Starting with our biggest news this month, we were thrilled to announce the winners of the inaugural Batten Disease Global Research Initiative (BDGRI) Research Grants. In our press release on March 18, we were proud to reveal the recipients, awarding a total of USD $320,000 to six groundbreaking projects worldwide.
Read the full announcement here [1].
BBDF is proud to be a Funding Partner and support John Ostergaard’s and Sara Mole’s projects. More information can be found here. [2]
Rare Disease Week – February 24-26
I had the privilege of participating in Rare Disease Week on Capitol Hill, Washington DC. Hosted by the EveryLife Foundation and Rare Disease Legislative Advocates, this annual event unites advocates from across the country to make their voices heard by their Members of Congress. Throughout the week, participants heard from leaders in the field on policy proposals impacting the rare disease community, including:
- Support for steady and robust leadership, federal biomedical research funding, and public health agencies.

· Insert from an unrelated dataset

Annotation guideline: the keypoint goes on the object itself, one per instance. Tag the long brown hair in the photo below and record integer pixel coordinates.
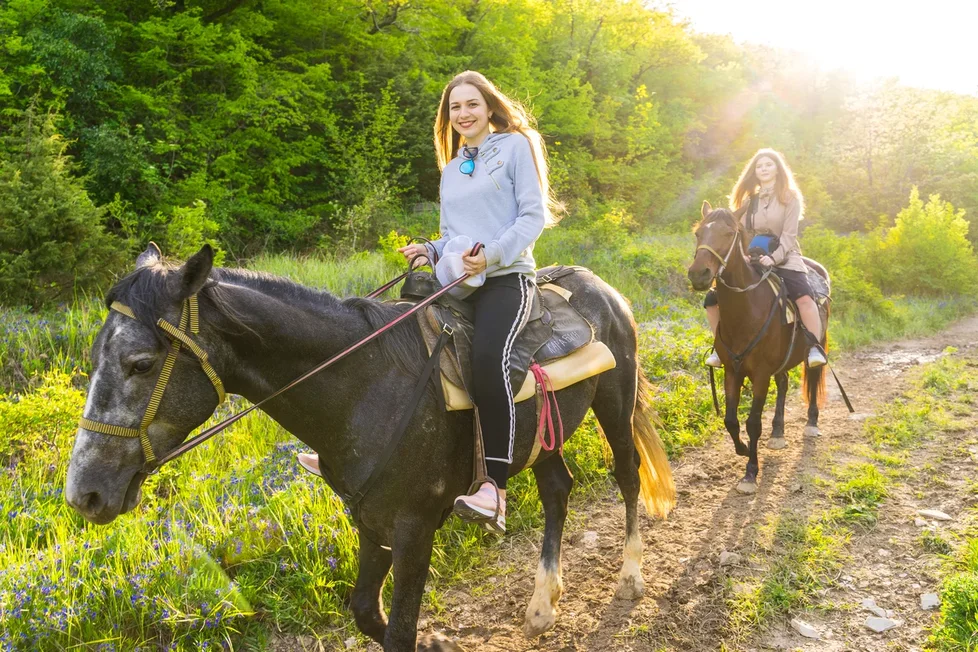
(785, 187)
(508, 116)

- Reauthorization of the Rare Pediatric Disease Priority Review Voucher Program.
- Inclusion of the Accelerating Kids’ Access to Care Act (AKACA).
Right now, Congress is juggling three separate but intertwined legislative processes related to funding government operations, each of which have direct implications for these policies: the Continuing Resolution, the Fiscal Year (FY) 2026 Appropriations Cycle, and Budget Reconciliation. The EveryLife Foundation has provided a brief overview to help breakdown what is happening, what is at stake, and what can be done to support the resources and services that drive our rare disease research, therapy development, and access to care. You can read the review here:
How Congressional Budget Decisions Shape Rare Disease Funding—And What You Can Do [3]
Click here to check out the highlights from our Week on Capitol Hill. [4]
Highlights from the 2025 Gordon Research Conference on Lysosomal Diseases – March 1-7, Pomona, CA
Held every two years, Gordon Research Conference (GRC) is focused on cutting-edge and unpublished research. There is always a wonderful turnout from the Batten disease research community (pictured below) and I thoroughly enjoy the opportunity to connect with so many throughout the week-long meeting.
The GRC is designed to foster in-depth discussion, new collaborations and to strengthen existing collaborations among attendees from clinical, academic and biotech sectors. Key topics this year included novel gene replacement and gene-editing approaches, biomarker discovery, and cellular mechanisms driving disease progression. Sessions delved into how lysosomal function is impaired in various diseases and how this knowledge can inform broader applications in biology and medicine. Emerging areas such as the role of lysosomes in neurodegeneration, energy metabolism, infection, and immunity were also explored.
I was honored to have presented a poster on some of our recent collaborative research titled CLN3 Batten disease: A Timeline of Symptom Onset and Disease Progression, and was also invited to present on a Career Mentorship panel, as part of the Gordon Research Seminar (GRS), a satellite meeting to GRC for young researchers. I enjoyed the opportunity to share my experiences in academic research, the biotech industry and now in the patient advocacy space, highlighting how my role in Batten disease patient advocacy has by far been the most rewarding of these. I hope I may have inspired some of our young researchers to consider this career pathway sometime in their futures!
Image: Batten disease researchers, clinicians and patient advocates from around the world came together at the GRC in California in March.
EVENTS
MEET-THE-EXPERT WEBINAR – Research update & Communication Strategies in CLN2 & CLN3 Batten disease
On April 2nd, BDSRA Australia hosted a live webinar event with Speech Pathologists Lottie Morison and Prof. Angela Morgan from The Centre of Research Excellence – Translational Centre for Speech and Disorders at Murdoch Children’s Research Institute (MCRI) Melbourne. They shared the research paper ‘Speech, Language and Non-verbal Communication in CLN2 and CLN3 Batten Disease’ [5], which was recently published in the Journal of Inherited Metabolic Disease. As a co-author on the paper, BBDF is proud to support this important research.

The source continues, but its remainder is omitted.